O jovem colhedor pulou da cama, assustado com o pesadelo no qual estava preso. O sol ainda estava despontando por trás das montanhas que ficavam além das muralhas que demarcavam os limites da unidade onde ele vivia, a primeira contagem do dia já iria ser feita e todos já estavam a caminho do descampado. Curatt tomou seu lugar na fila e após alguns minutos de contagem, todos estavam a caminho de seus postos para mais um dia de servidão à Bastileza. Curatt caminhava taciturno e acabrunhado, como seu amigo nunca o vira antes.

- ... tempo?

- Como? - respondeu ao seu amigo, deixando claro que não havia ouvido o que ele lhe havia falado.
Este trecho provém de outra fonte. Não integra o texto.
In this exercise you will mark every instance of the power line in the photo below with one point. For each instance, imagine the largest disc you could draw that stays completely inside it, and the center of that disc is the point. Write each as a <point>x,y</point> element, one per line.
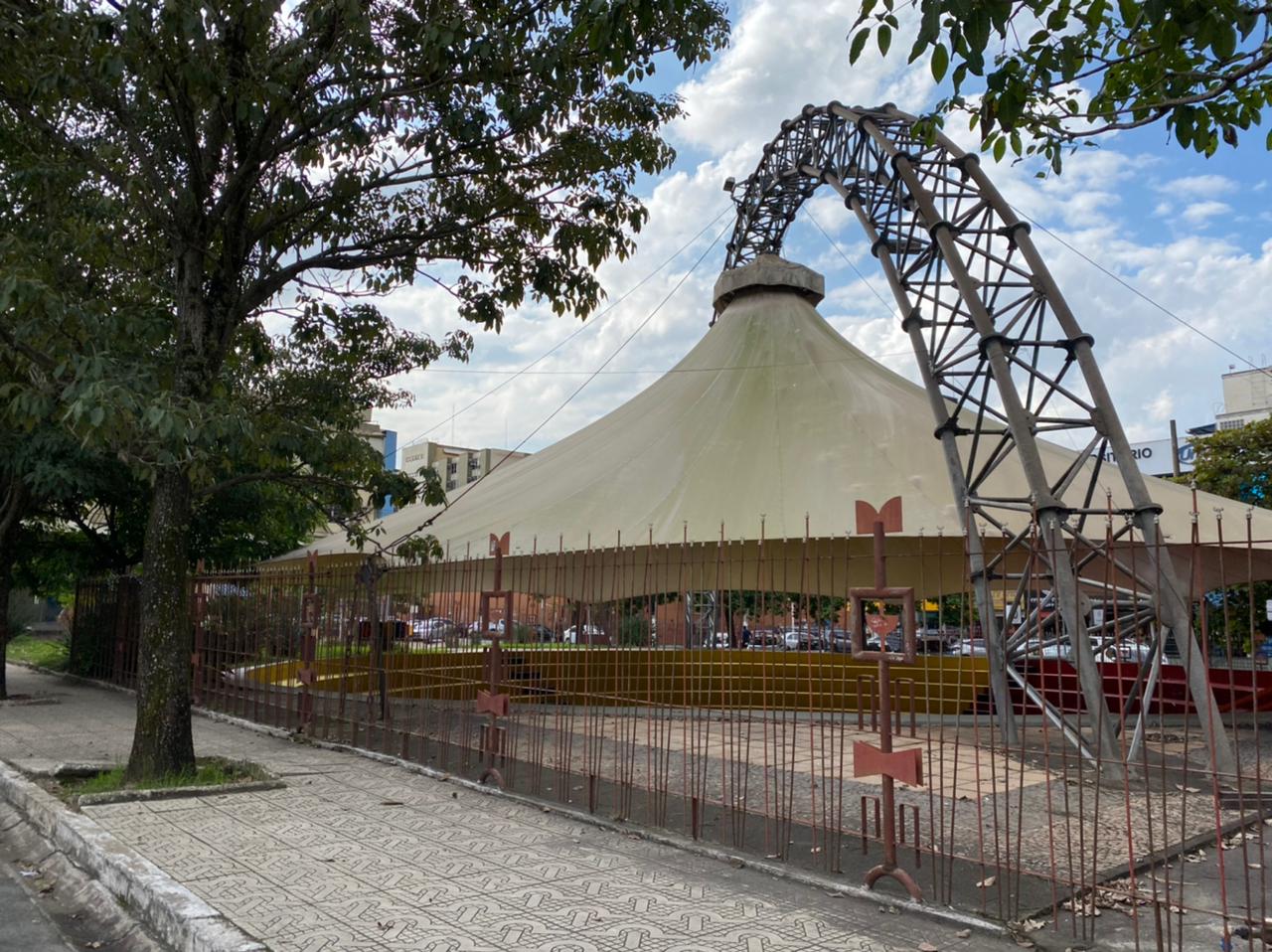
<point>890,308</point>
<point>663,372</point>
<point>581,327</point>
<point>1144,297</point>
<point>581,386</point>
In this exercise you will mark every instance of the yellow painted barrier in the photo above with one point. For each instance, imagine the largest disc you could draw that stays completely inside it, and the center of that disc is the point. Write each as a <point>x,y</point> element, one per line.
<point>716,679</point>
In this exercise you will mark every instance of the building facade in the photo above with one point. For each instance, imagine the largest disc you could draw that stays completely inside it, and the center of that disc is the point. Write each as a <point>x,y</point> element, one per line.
<point>383,442</point>
<point>457,466</point>
<point>1247,397</point>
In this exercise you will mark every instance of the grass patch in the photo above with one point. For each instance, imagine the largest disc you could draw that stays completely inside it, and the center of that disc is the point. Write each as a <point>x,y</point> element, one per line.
<point>48,653</point>
<point>209,771</point>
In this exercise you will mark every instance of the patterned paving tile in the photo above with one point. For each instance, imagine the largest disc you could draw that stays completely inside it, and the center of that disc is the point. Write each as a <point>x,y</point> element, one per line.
<point>355,856</point>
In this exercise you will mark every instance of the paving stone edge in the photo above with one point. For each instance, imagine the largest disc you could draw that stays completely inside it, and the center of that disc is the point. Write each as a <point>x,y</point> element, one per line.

- Nos conhecemos há quanto tempo?

- Há uns seis, talvez sete anos.

- E nesse tempo todo nunca vi você assim! Aconteceu algo?

- Não! - respondeu ele.

- Sabe que pode me falar, não sabe? - insistiu Nove-Oito.

Os dois desaceleraram seus passos, ficando propositalmente para trás dos demais colhedores, adentraram em uma ruela, a última antes de chegarem no campo de milhetes, tomando o devido cuidado para não serem vistos. Era um beco que não tinha saída, apenas um muro de cimento bruto havia no final e ninguém estava por perto, já que daquele lado da URB havia apenas as casas dos trabalhadores da colheita e todos já estavam se locomovendo para seus postos de trabalho.

- Daylon - ouviu o amigo do rapaz, estranhando seu próprio nome ser pronunciado, já que quase sempre eram chamados apenas por seus respectivos números de identificação - acho que aquele objeto tem algum poder. Sei lá, eu ando tendo uns sonhos muito estranhos.

- Aquilo é apenas um objeto que marca o tempo - disse o amigo e você deveria livrar-se dele.

Curatt contou ao amigo sobre os sonhos que estava tendo e como eles o deixavam intrigado. Contou que geralmente se tratava do mesmo sonho; ele sempre estava fugindo de algo ou alguém. Contou que ele se via perseguindo a ele mesmo, juntamente com homens da Bastileza.

- São apenas sonhos! - disse Daylon. - Talvez sua mente esteja funcionando diferente agora.

- Precisamos sair daqui!

- Sim. Vamos!

- Não. Você não está entendendo. - disse Nove-Nove, puxando o amigo para trás - Precisamos fugir da URB. Eu sei que parece loucura, e talvez seja, mas... o que... o que você faria se soubesse que poderia deixar esse lugar?

- Sabe que isso é impossível - respondeu seu amigo dando gargalhadas.

- Shhhhiiii! - sinalizou Curatt com o indicador no meio dos lábios - fale baixo! Olha, eu acho que podemos fazer isso juntos. Só temos que chegar até o outro lado da floresta.

- E como faríamos isso sem antes sermos fuzilados pelos juízes que ficam por todos os lados?

- Bom, eu acho...

- Não seja indiota - interrompeu Daylon - foi uma pergunta retórica. Não há como sair daqui sem fazer parte da Bastileza, sem ter uma autorização para passar por aqueles portões ou cruzar os limites da vila. E adivinha? Somos colhedores, portanto não fazemos parte da Bastileza e, sendo assim, não teremos uma autorização.

- Podemos ultrapassar os limites da vila e...

- Você está louco - interrompeu Daylon novamente.

- Daqui a 30 dias eu cruzarei os limites da vila.